PEPDEE seeks to facilitate co-operation and knowledge-sharing among IEA and IPEEC member countries on how energy providers can improve the efficiency of gas and electricity customers and what regulators and governments can do to mobilize such efforts. PEPDEE’s objective is to improve collaboration by all stakeholders on regulatory mechanisms and programme designs that save energy.

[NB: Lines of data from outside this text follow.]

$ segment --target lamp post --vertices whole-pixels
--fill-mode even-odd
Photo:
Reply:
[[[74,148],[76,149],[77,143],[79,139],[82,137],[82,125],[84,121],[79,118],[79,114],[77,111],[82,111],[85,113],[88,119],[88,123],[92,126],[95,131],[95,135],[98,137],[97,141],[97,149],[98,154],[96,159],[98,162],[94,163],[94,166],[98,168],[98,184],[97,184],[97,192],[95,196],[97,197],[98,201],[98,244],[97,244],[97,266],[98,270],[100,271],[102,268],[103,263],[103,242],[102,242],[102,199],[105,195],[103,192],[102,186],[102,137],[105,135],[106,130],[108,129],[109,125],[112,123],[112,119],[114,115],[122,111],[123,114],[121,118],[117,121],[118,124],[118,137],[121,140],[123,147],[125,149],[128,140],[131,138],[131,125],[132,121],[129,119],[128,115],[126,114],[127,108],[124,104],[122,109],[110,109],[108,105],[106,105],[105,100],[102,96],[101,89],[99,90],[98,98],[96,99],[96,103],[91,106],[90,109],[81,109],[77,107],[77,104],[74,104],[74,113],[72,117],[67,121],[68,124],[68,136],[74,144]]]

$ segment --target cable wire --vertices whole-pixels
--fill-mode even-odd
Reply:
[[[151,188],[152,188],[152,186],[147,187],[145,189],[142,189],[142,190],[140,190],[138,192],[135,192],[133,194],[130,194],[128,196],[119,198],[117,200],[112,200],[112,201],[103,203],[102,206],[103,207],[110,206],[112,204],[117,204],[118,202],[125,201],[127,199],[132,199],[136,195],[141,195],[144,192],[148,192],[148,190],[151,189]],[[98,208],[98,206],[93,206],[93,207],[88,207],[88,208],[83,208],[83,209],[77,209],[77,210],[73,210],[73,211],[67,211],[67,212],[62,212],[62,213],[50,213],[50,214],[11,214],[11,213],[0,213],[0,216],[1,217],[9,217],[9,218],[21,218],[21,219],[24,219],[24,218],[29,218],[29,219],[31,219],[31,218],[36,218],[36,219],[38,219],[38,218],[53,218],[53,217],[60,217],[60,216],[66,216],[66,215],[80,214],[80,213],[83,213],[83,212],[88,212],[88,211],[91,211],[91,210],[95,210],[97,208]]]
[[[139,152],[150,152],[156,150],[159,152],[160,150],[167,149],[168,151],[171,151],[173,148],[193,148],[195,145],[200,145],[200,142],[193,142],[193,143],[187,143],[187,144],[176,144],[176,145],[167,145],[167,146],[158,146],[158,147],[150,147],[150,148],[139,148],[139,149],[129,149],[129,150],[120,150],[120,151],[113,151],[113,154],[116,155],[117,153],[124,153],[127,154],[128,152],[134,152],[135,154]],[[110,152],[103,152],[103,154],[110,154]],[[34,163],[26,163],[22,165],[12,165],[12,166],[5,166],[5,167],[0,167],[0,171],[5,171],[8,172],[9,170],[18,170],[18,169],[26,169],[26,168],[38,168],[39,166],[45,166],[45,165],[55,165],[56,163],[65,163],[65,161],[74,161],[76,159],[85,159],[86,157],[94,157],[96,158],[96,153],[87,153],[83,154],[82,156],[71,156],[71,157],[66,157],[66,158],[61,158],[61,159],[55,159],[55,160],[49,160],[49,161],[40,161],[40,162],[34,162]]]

Several regional policy dialogues were held as part of this effort. These workshops brought together energy providers, energy regulators, consumer advocates, and representatives from the energy efficiency industry, government agencies, as well as the IEA and RAP. Follow the links below to access the agenda, presentations, and workshop summaries for each regional PEPDEE workshop:
- Australian Regional Workshop, December 12, 2011
- European Union Regional Workshop, January 18, 2012
- North American Regional Workshop, April 18-19, 2012
RAP also prepared a paper that identifies varied, but complementary regulatorymechanisms utilized worldwide to mobilize the resources of energy providers to implement investments in energy. Regulatory Mechanisms to Enable Energy Provider Delivered Energy Efficiency identifies and describes twelve types of regulatory mechanisms that governments use effectively to: mobilize energy provider investments directly, facilitate investments in demand-side resources, or implement policies and programs that underpin important elements of successful investment programs. The paper also explains how each regulatory mechanism functions in different market settings to mobilize resources or enable effective programs, identifies key issues that ensure successful implementation, and then outlines an example of how at least one jurisdiction has achieved successful implementation of the mechanism. The paper was prepared on behalf of the 23 Energy Ministers participating in the Clean Energy Ministerial.